In part this is a conscious rejection of earlier Christian teaching which equated divine judgement with a question of morality: was our behaviour - and our intent - acceptable to God?
There is nothing wrong with this question in itself. The false step was to seek to answer it for other people. Those who had power in the Church assumed that such power meant that they were able to speak and judge on God's behalf. And all too often they equated their grasp of God's judgement with the condemnation of others. They forgot first, that none of us can speak for God and, second, that the Christian God is a God of love with a presumption in favour of compassion and forgiveness.
We are known utterly by God, and loved. |
It's easier to see this by reversing the telescope: it's the poor that get's the blame. Those who have a little look down on those who have less. Housing, for example, could be a fundamental human right. Instead those who become homeless are regarded with disdain.
This is a very secular form of judgement which says little or nothing about morality and everything about material gain.
Our secular judgements give us ways to know who we are in relation to others in part - whether we like it or not - by 'irrelevant' dimensions (gender, ethnicity, disability, age etc.) and in part by where we locate ourselves on the scales of wealth and income.
Divine judgement
We are utterly insignificant in the universe and precious in God's sight. |
First, God, who is perfection, puts all of us in the shade.
We are, so to speak, spiritually turned inside out: the public and personal skin by which we protect ourselves from others is stripped away and we are known to our core.
Our smallness, inadequacy, self-centredness is exposed to our own sight.
This has to be a scary place. All our instincts are to protect ourselves, to assert our own worth and our value to others, to construct a 'self' comfortable to ourself and to others. Our skin is there for good reason: to protect what is vulnerable.
Scale and perspective
It is very easy in both public and personal judgement to get everything out of perspective: to only condemn (ourselves and others) or to only excuse.
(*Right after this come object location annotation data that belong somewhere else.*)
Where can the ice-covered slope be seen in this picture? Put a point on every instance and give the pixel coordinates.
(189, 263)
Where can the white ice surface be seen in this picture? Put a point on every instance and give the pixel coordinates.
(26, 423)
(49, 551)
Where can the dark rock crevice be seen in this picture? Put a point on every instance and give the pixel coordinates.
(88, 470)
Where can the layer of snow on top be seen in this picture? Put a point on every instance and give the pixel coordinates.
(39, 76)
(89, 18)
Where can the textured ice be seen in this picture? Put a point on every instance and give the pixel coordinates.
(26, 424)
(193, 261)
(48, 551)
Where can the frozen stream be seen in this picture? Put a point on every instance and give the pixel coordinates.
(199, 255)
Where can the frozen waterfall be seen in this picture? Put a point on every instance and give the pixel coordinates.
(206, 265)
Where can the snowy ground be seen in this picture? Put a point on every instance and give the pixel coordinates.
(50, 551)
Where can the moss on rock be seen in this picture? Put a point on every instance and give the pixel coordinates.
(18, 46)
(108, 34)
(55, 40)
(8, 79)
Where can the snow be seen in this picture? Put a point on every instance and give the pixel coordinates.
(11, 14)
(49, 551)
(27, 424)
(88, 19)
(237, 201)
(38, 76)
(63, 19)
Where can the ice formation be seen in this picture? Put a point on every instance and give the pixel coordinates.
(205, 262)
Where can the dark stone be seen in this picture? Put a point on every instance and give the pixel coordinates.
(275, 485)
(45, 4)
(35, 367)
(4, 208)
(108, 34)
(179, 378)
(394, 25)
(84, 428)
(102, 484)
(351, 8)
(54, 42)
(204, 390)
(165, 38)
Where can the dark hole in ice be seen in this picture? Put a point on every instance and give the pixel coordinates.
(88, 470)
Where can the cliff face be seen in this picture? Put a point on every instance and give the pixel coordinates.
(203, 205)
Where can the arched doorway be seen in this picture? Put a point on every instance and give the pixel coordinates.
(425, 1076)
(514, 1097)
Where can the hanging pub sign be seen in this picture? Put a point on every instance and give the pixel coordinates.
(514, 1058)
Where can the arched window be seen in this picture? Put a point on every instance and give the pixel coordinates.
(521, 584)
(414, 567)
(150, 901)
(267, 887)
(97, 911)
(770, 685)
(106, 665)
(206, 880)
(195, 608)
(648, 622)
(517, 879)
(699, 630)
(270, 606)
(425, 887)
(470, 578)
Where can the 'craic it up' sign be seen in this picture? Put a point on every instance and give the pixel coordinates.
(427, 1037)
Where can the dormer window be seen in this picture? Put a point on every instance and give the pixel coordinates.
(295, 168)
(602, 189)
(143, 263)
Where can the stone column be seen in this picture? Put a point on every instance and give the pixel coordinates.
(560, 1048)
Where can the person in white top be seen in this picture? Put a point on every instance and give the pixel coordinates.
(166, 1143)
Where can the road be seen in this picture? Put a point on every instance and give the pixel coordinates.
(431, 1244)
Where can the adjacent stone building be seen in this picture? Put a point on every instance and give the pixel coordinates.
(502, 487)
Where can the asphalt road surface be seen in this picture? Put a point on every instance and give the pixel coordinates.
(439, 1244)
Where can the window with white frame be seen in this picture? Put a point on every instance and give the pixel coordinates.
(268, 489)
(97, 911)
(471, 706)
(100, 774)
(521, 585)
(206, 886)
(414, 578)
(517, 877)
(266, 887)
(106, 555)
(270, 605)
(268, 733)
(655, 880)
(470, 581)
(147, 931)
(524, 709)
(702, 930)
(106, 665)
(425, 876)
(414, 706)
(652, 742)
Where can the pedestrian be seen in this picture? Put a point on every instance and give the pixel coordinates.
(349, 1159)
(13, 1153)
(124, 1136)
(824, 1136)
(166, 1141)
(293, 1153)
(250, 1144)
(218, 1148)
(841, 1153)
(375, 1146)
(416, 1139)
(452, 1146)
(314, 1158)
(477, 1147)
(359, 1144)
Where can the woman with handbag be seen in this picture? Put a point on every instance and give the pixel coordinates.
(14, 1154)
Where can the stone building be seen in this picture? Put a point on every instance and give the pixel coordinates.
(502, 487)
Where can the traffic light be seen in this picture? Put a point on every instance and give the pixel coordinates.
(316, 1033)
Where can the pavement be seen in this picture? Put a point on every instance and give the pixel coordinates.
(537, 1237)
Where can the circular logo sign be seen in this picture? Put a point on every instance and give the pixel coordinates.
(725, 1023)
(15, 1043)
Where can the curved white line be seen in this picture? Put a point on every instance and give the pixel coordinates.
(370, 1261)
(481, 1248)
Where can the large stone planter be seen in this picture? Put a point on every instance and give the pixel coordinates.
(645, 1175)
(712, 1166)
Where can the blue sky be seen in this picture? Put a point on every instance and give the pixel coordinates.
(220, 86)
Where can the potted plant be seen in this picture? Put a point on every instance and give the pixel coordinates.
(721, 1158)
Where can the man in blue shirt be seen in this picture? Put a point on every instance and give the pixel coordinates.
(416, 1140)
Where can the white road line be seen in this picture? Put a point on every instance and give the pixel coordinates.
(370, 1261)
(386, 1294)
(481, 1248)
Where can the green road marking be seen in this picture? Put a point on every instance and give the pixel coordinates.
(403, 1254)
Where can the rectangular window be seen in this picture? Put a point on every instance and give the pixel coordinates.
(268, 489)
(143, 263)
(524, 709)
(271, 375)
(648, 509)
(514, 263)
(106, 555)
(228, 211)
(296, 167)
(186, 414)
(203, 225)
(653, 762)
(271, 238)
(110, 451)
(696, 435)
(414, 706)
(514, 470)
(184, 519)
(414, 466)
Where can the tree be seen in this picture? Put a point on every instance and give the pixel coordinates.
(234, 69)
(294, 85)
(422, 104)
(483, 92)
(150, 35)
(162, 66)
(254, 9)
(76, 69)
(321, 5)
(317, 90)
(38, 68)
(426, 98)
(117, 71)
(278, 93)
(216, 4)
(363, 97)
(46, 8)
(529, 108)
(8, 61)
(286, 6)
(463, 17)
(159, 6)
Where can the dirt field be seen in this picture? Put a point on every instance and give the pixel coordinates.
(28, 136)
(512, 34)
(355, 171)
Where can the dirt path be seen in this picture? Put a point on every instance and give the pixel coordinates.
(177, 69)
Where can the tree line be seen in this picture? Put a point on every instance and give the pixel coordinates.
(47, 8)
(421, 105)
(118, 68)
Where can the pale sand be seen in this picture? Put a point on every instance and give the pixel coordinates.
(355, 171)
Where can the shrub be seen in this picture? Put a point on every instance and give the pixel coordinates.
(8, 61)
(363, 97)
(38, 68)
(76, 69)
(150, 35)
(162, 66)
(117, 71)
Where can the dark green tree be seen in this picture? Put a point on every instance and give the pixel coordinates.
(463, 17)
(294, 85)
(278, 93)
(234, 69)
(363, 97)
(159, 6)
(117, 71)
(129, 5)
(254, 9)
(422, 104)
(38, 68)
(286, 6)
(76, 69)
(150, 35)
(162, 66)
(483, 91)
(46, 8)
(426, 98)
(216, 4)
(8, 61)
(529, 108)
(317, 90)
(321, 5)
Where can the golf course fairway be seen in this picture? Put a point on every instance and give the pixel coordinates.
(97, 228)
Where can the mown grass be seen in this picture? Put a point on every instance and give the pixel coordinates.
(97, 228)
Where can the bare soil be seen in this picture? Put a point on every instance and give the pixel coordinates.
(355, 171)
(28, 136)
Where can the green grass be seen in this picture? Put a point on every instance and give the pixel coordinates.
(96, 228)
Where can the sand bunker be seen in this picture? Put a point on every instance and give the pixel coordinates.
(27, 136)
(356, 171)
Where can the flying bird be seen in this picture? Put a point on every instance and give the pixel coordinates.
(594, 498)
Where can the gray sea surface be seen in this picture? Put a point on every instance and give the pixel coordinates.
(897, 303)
What I took from Isaiah 40 was to hold together first the greatness of God and the tininess of humanity - not least the self-important:
He [God] brings princes to naught and reduces the rulers of this world to nothing.And, the second thing was to hold together both judgement and forgiveness, condemnation and affirmation.
No sooner are they planted, no sooner are they sown, no sooner do they take root in the ground, than he blows on them and they wither, and a whirlwind sweeps them away like chaff. (40: 23, 24, NIV)
I said, ‘You are my servant’; I have chosen you and have not rejected you. So do not fear, for I am with you; do not be dismayed, for I am your God. I will strengthen you and help you; I will uphold you with my righteous right hand. (41: 9b, 10, NIV)If we don't hold the opposites together - God's overwhelming greatness and his affirming love for each one us - our collective and personal failure and inadequacy and acceptance that we are forgiven and loved - then we distort and diminish both God and ourselves.
To know that we are judged and forgiven by God is to step out of the secular frame of judgement (at least for a while) and to set our selves in a different, spiritual, framework by which we know who we are in ourselves and in the world.
“People to whom sin is just a matter of words, to them salvation is just words too.”